Real-time strategy games are strategic war games where two or more players operate on a virtual battlefield, controlling resources, buildings, units and technologies to achieve victory by destroying others. Achieving victory depends on destroying the opponent, destroying the opponent depends on selecting a suitable plan or strategy (set of actions), selecting a suitable plan depends on building an imagination (building a model) of the opponent to know how to deal with. This imagination is the opponent model, the stronger the opponent modeling process is, the more accurate the selected suitable plan is and consequently the higher probability achieving the victory is. Creating a human-like computer player in real-time strategy games requires huge number of opponent models, these models must be preprocessed to either focus on accuracy or performance according to our needs. In order to preprocess these models accurately, we need to detect their type. Opponent models’ type can be complex or simple. Complex opponent models are low variance models whose differences in features’ values are low, so in order to accurately separate between these models, we need to preprocess them by increasing their dimensions. Simple opponent models are high variance models whose differences in features’ values are high, so in order to separate between these models in a reasonable time, we need to preprocess them to decrease their dimensions, if possible, without accuracy or data loss. Finally, the new observed model is classified with the preprocessed training opponent models using the corresponding classifier according to the detected type of the preprocessed training opponent models.

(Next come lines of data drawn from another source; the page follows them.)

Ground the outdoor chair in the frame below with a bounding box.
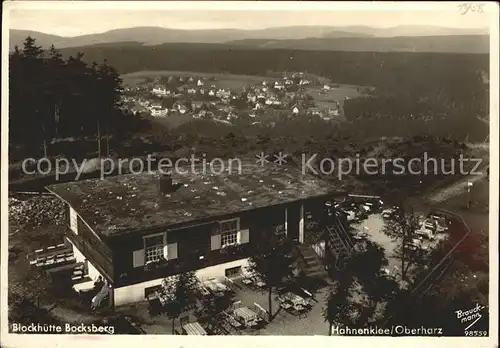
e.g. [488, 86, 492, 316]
[293, 305, 307, 319]
[231, 301, 241, 311]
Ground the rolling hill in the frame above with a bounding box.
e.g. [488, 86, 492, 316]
[228, 35, 490, 54]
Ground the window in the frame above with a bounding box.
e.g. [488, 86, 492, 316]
[225, 266, 241, 278]
[144, 234, 165, 264]
[219, 218, 240, 248]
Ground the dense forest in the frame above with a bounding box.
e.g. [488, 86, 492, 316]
[58, 43, 489, 104]
[9, 37, 146, 156]
[9, 38, 489, 164]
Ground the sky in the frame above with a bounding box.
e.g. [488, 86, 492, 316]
[4, 1, 489, 36]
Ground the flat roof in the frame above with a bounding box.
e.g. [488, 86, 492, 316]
[47, 162, 339, 237]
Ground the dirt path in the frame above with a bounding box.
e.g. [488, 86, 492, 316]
[427, 173, 486, 204]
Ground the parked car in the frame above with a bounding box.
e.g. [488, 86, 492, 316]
[423, 219, 437, 232]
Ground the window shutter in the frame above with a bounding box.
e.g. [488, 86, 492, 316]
[167, 243, 177, 260]
[133, 249, 144, 268]
[211, 234, 221, 250]
[69, 207, 78, 234]
[238, 228, 250, 244]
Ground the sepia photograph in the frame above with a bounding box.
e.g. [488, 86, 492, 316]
[0, 1, 499, 348]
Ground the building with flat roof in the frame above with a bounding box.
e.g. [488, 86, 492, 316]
[47, 164, 352, 306]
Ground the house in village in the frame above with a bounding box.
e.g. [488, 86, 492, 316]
[274, 81, 285, 91]
[247, 93, 257, 103]
[47, 163, 345, 308]
[151, 86, 170, 96]
[150, 106, 168, 117]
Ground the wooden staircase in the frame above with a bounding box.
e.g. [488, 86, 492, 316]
[325, 213, 354, 268]
[297, 244, 328, 279]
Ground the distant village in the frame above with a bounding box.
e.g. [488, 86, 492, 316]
[123, 73, 341, 124]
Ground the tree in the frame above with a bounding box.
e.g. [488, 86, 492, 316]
[323, 272, 356, 336]
[161, 272, 200, 334]
[249, 231, 294, 321]
[384, 206, 422, 281]
[346, 240, 398, 325]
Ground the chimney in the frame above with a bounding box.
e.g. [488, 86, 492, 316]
[159, 173, 175, 193]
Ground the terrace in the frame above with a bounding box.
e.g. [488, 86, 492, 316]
[48, 161, 340, 236]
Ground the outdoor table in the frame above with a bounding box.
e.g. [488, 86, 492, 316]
[182, 321, 207, 336]
[227, 314, 241, 329]
[234, 307, 257, 326]
[241, 278, 252, 285]
[213, 280, 229, 291]
[200, 286, 210, 296]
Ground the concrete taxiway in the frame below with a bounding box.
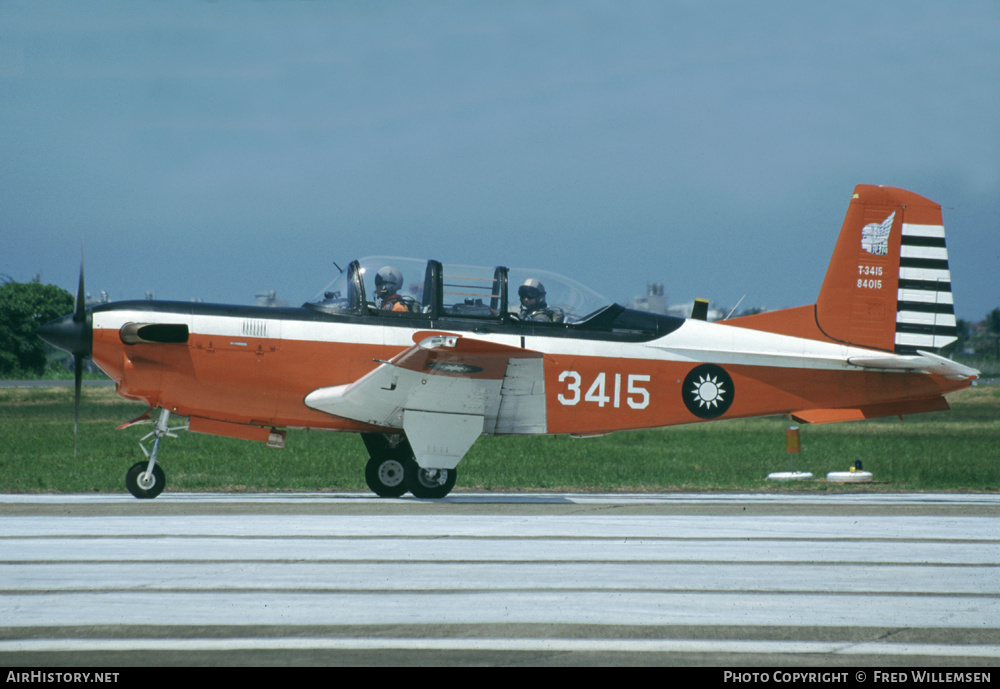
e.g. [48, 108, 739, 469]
[0, 493, 1000, 666]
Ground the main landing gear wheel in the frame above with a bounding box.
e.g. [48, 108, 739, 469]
[403, 457, 456, 500]
[365, 457, 407, 498]
[125, 462, 167, 500]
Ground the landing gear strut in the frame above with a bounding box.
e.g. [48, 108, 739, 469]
[125, 409, 187, 500]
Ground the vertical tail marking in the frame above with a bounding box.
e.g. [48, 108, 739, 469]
[895, 223, 957, 354]
[816, 185, 957, 354]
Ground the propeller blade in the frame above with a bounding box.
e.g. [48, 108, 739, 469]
[73, 354, 83, 459]
[73, 245, 87, 323]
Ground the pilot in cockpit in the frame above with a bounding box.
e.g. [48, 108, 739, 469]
[517, 278, 565, 323]
[375, 266, 417, 313]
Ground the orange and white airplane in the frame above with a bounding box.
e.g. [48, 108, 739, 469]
[39, 185, 978, 498]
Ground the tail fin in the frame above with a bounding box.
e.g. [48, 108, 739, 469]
[816, 184, 957, 354]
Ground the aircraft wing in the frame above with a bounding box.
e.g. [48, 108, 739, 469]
[305, 332, 546, 469]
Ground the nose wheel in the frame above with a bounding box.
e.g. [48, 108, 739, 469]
[123, 409, 187, 500]
[125, 462, 167, 500]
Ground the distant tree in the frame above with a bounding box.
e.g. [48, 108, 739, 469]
[986, 309, 1000, 335]
[0, 281, 73, 378]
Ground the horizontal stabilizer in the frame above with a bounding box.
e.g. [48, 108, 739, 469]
[792, 397, 949, 424]
[848, 350, 979, 380]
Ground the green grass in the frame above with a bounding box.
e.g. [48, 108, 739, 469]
[0, 386, 1000, 492]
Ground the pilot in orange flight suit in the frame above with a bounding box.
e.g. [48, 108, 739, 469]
[375, 266, 416, 313]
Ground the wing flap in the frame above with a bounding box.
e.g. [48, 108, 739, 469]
[305, 332, 546, 456]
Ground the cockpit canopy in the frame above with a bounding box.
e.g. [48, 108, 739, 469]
[305, 256, 611, 324]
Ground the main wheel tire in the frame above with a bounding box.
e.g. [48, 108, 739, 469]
[403, 457, 457, 500]
[125, 462, 167, 500]
[365, 457, 407, 498]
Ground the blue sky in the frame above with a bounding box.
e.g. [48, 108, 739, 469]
[0, 0, 1000, 320]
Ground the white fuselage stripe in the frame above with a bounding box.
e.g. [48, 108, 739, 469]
[94, 310, 908, 369]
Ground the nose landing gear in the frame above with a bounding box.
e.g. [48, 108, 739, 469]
[125, 409, 187, 500]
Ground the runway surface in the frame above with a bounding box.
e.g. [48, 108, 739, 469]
[0, 493, 1000, 667]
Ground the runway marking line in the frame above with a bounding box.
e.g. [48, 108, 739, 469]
[0, 636, 1000, 658]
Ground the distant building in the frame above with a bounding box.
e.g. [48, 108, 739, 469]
[629, 282, 726, 321]
[257, 290, 287, 309]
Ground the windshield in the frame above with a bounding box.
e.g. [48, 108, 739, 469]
[306, 256, 611, 324]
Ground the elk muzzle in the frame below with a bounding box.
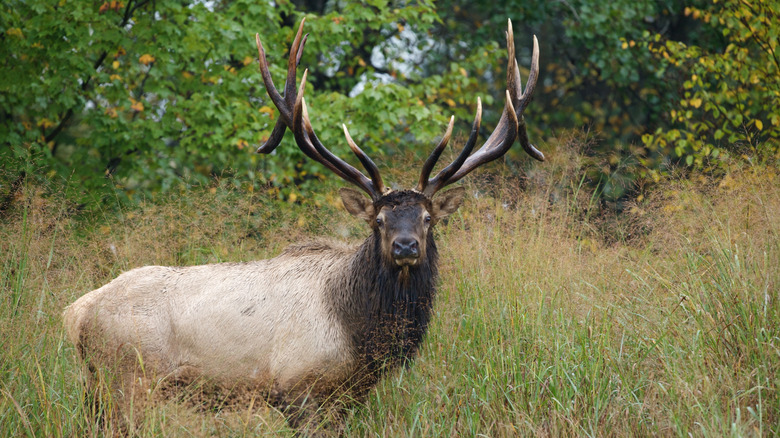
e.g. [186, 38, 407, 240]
[392, 236, 420, 266]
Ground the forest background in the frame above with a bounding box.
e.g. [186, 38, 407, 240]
[0, 0, 780, 208]
[0, 0, 780, 437]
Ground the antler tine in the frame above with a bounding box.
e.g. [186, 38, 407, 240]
[284, 17, 309, 106]
[423, 97, 482, 197]
[415, 116, 455, 192]
[292, 70, 382, 200]
[255, 18, 384, 200]
[341, 123, 385, 193]
[426, 20, 544, 187]
[517, 35, 544, 161]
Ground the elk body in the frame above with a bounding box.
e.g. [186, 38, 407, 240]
[64, 18, 544, 430]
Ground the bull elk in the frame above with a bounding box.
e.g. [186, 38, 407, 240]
[64, 21, 544, 433]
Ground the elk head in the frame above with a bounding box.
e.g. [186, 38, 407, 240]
[256, 19, 544, 267]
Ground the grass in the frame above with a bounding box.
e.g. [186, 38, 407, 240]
[0, 142, 780, 437]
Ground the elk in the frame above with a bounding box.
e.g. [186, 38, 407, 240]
[64, 21, 544, 434]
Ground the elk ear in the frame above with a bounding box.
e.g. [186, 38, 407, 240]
[431, 187, 466, 220]
[339, 187, 374, 223]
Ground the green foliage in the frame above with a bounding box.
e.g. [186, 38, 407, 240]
[643, 0, 780, 170]
[0, 149, 780, 437]
[0, 0, 444, 204]
[0, 0, 780, 209]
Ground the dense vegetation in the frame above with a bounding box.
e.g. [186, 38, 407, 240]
[0, 140, 780, 437]
[0, 0, 780, 205]
[0, 0, 780, 436]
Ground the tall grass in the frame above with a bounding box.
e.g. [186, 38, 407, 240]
[0, 142, 780, 437]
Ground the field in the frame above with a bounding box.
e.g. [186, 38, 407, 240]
[0, 142, 780, 437]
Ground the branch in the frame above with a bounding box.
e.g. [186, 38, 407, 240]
[43, 0, 150, 147]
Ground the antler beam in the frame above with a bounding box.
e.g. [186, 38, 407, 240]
[255, 18, 385, 199]
[417, 20, 544, 197]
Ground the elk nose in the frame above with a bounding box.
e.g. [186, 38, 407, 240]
[393, 237, 420, 259]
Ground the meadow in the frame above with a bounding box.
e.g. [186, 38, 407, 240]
[0, 141, 780, 437]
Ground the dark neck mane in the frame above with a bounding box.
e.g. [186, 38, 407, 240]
[334, 231, 438, 385]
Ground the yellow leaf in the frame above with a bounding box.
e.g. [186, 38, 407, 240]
[138, 53, 154, 65]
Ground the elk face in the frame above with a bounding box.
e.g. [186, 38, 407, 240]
[340, 187, 465, 267]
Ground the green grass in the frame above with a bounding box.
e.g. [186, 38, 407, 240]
[0, 146, 780, 437]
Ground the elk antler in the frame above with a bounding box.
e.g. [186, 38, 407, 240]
[255, 18, 385, 200]
[417, 20, 544, 198]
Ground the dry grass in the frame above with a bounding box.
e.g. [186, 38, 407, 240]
[0, 139, 780, 437]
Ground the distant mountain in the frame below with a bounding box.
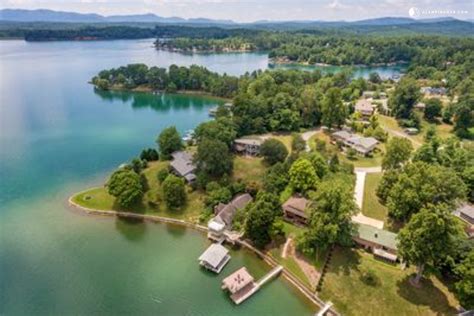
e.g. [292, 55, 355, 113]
[0, 9, 234, 24]
[351, 17, 417, 25]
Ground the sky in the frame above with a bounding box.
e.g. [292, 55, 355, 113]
[0, 0, 474, 22]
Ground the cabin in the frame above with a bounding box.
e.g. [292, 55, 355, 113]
[207, 193, 253, 241]
[282, 196, 309, 225]
[331, 131, 379, 156]
[403, 127, 420, 135]
[198, 244, 230, 273]
[362, 91, 375, 99]
[420, 87, 447, 95]
[170, 151, 196, 183]
[354, 99, 374, 118]
[352, 224, 398, 263]
[222, 267, 257, 304]
[453, 203, 474, 238]
[234, 138, 263, 156]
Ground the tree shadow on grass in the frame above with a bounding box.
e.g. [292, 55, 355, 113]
[328, 247, 360, 275]
[115, 215, 146, 241]
[397, 275, 457, 315]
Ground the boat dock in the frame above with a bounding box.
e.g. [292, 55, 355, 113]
[222, 266, 283, 305]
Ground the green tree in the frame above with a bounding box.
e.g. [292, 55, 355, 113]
[140, 148, 159, 161]
[454, 250, 474, 310]
[245, 192, 282, 248]
[298, 179, 357, 254]
[291, 133, 306, 153]
[289, 158, 318, 193]
[260, 138, 288, 165]
[382, 137, 413, 170]
[263, 162, 288, 195]
[321, 88, 348, 127]
[454, 96, 474, 138]
[194, 117, 237, 148]
[388, 76, 420, 119]
[307, 152, 329, 179]
[107, 168, 144, 207]
[397, 204, 463, 284]
[195, 138, 233, 178]
[161, 174, 186, 208]
[425, 98, 443, 121]
[387, 162, 466, 220]
[156, 126, 183, 160]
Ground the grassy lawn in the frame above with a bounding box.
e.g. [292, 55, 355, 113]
[362, 173, 388, 222]
[321, 249, 458, 316]
[73, 161, 204, 222]
[232, 156, 267, 183]
[379, 115, 453, 148]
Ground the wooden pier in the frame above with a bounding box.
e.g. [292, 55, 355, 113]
[222, 266, 283, 305]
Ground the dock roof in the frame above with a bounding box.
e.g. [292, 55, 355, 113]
[222, 267, 254, 293]
[199, 244, 229, 268]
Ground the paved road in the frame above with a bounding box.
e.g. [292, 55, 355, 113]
[352, 167, 384, 229]
[301, 128, 321, 152]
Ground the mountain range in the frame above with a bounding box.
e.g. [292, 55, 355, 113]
[0, 9, 472, 26]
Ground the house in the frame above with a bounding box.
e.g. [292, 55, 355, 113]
[354, 99, 374, 118]
[207, 193, 253, 241]
[414, 102, 426, 111]
[453, 203, 474, 238]
[331, 131, 379, 156]
[222, 267, 257, 303]
[234, 138, 263, 156]
[403, 127, 420, 135]
[352, 224, 397, 262]
[170, 151, 196, 183]
[282, 197, 309, 225]
[362, 91, 375, 99]
[420, 87, 447, 95]
[198, 244, 230, 273]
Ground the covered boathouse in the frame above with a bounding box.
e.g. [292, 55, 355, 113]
[198, 244, 230, 273]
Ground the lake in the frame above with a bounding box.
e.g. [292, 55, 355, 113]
[0, 40, 315, 315]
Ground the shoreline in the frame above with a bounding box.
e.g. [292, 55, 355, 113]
[68, 191, 339, 316]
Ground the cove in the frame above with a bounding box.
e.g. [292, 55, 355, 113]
[0, 40, 315, 315]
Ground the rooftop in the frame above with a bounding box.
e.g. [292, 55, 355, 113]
[234, 138, 262, 146]
[458, 203, 474, 218]
[222, 267, 254, 293]
[215, 193, 252, 226]
[199, 244, 229, 268]
[170, 151, 196, 179]
[355, 224, 397, 250]
[283, 197, 309, 218]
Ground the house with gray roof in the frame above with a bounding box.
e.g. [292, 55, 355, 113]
[234, 138, 263, 156]
[170, 151, 196, 183]
[282, 196, 309, 225]
[354, 99, 374, 118]
[207, 193, 253, 241]
[352, 224, 398, 262]
[331, 131, 379, 156]
[198, 244, 230, 273]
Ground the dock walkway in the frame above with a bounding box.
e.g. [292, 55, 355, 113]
[231, 266, 283, 305]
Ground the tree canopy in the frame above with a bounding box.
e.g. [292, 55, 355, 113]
[107, 168, 144, 207]
[397, 204, 463, 283]
[156, 126, 183, 160]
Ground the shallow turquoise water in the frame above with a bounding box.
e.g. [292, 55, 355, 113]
[0, 41, 314, 315]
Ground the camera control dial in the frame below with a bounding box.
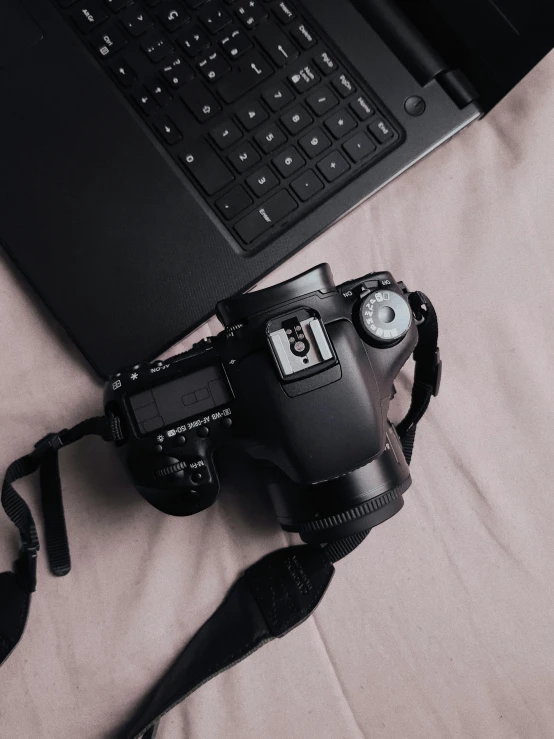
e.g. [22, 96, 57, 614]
[360, 289, 412, 346]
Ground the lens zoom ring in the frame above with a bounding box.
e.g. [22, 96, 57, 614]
[155, 462, 187, 477]
[300, 479, 410, 533]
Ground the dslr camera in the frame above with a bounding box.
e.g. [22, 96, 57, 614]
[105, 264, 418, 544]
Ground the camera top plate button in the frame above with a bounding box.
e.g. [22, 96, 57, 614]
[362, 280, 379, 290]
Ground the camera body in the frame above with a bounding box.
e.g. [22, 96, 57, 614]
[105, 265, 418, 541]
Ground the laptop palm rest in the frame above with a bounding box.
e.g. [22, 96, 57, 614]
[0, 0, 43, 68]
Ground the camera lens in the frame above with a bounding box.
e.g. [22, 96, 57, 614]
[268, 423, 412, 543]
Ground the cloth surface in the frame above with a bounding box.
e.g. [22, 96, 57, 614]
[0, 50, 554, 739]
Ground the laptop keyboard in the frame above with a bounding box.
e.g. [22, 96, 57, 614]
[56, 0, 400, 251]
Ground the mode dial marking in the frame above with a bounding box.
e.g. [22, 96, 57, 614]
[360, 290, 412, 345]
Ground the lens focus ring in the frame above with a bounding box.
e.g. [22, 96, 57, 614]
[360, 290, 412, 345]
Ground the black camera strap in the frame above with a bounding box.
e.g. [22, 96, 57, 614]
[0, 292, 442, 739]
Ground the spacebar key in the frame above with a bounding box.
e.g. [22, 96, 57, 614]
[217, 52, 273, 104]
[235, 190, 298, 248]
[180, 141, 235, 195]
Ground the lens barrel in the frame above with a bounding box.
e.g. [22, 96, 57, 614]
[267, 423, 412, 543]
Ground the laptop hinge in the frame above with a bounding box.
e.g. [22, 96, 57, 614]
[436, 69, 479, 110]
[350, 0, 478, 108]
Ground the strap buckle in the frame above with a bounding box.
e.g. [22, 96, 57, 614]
[32, 429, 67, 460]
[431, 347, 442, 398]
[15, 543, 38, 593]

The problem is that most recent researches propose methodologies that either focus on time performance or accuracy, another problem is that many classification processes are game-specific. In this thesis, a new methodology is proposed that focuses on both time performance and accuracy in building and classifying the opponent model. Our new methodology can also classify the observed opponent model in a way that is not game-specific. The methodology mainly includes two paths, only one of them is executed per opponent models trained, which means that different types of real-time strategy games and different races may execute different paths of the two paths of our methodology. Results show the error rate, the enhancements performed by the classification processes and the time performance.
Keywords: Real-time strategy games, opponent modeling, classification, clustering, opponent modeling, adaboost, multiboost, svm, pca, neural networks, rough sets, rts.